Want another noteworthy fizzle? How about Wells Fargo, which has gained ongoing fizzle notoriety over several months, starting when the first inklings of broker malfeasance surfaced. Sham accounts, sham payments, sham activities — all in the name of meeting sales-driven quotas. Then-CEO John Stumpf went to Capitol Hill, got grilled and abandoned ship. And by the way, there were some earnings misses and, even more recently, whistleblowers pointing to fraud at the Prudential unit. But as they say, paybacks are H-E-Double Hockey Sticks as new account openings are down more than 40 percent.
Online lending, anyone? A fizzle that cut across a whole industry. The poster child here, of course, was Lending Club in 2016, which discovered improper lending procedures, leading to the CEO’s ouster. It also got hit with slowing demand for loan sales to outside investors. This last issue tended to bedevil peers, too. Oh, and regulators are eyeing the space with increasing interest — not exactly a harbinger of easy sledding ahead.
Polling And Predictive Algorithms
Almost everyone in America got something of a shock on Nov. 8 when Donald Trump won the presidency, whereas usually only half the country wakes up shocked after an election. But this time around, even members of Team Trump were pretty shocked since it was the certain, definite and carved-in-stone conclusion of pollsters, pundits and experts everywhere that Hillary Clinton was going to win the election.

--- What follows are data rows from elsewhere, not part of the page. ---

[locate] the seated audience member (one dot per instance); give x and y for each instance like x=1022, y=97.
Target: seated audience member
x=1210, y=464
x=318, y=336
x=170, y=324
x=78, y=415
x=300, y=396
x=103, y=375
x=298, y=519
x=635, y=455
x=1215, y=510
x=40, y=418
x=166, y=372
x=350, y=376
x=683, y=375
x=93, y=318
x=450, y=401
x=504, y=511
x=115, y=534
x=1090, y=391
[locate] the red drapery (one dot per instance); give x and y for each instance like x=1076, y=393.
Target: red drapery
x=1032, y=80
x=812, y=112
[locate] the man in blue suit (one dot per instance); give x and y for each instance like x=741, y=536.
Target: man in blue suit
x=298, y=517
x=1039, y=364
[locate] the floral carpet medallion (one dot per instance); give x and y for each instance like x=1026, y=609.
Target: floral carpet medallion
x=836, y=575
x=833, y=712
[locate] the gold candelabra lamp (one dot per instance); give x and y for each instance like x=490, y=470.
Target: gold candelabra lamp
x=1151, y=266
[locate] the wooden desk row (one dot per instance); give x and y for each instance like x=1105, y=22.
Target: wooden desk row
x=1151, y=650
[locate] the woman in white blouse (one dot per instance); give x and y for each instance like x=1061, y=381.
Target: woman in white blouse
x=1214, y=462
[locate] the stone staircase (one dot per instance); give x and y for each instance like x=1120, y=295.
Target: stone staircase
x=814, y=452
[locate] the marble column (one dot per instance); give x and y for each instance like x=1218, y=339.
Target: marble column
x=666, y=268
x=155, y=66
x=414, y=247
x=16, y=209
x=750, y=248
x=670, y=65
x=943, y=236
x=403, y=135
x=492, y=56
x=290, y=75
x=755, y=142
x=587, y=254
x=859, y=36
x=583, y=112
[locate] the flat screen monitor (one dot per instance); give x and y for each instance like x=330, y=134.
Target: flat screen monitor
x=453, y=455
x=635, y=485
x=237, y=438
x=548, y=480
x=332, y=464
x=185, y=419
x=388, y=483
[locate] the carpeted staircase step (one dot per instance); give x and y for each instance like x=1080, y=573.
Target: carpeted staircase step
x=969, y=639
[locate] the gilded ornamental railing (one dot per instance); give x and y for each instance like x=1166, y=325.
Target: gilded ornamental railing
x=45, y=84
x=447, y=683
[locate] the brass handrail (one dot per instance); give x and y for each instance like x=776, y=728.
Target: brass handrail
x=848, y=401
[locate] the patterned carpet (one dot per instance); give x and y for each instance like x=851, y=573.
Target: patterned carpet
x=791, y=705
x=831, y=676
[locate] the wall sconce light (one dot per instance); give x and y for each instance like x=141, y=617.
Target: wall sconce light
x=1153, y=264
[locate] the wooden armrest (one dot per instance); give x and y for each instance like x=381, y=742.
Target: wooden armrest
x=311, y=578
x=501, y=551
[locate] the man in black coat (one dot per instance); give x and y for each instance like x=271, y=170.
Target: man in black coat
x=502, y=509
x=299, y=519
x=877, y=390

The polls said so and the algorithms confirmed it and so most people went into the election thinking that it was a done deal.
And lest you think we are picking on political pollsters, note that their algorithms weren’t the only ones that took a beating this year, though perhaps they took the most public one. For the last several years, the fall of the house of FICO has been a favored financial service industry prediction, spurned on by the fact that, in a world full of digital data on consumers and their habits, there should be no such thing as a thin-file applicant. Alt-lenders and alt-credit evaluators of all stripes maintained that, with the right input and algorithm, they could predict creditworthiness better than the bank’s FICO scores.

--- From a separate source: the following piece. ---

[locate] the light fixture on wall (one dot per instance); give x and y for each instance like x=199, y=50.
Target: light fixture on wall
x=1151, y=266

Several months of mounting defaults within the worlds of marketplace lending and subprime lending tell a slightly different tale. There are a lot of ways to evaluate a person’s creditworthiness. At the end of 2016, it is clear that some are better than others and that how good a standard is really only becomes apparent once that standard starts to fail.
The big lesson we all learned in 2016 when it comes to data and data science is that algorithms are many things, but magic isn’t one of them. They are only as good as the assumptions and data the human programmers place inside.
And so, we sign off of 2016 with the following advice: If you are looking to avoid fizzles in 2017, you might just always want to check, recheck and then check again your data and your assumptions.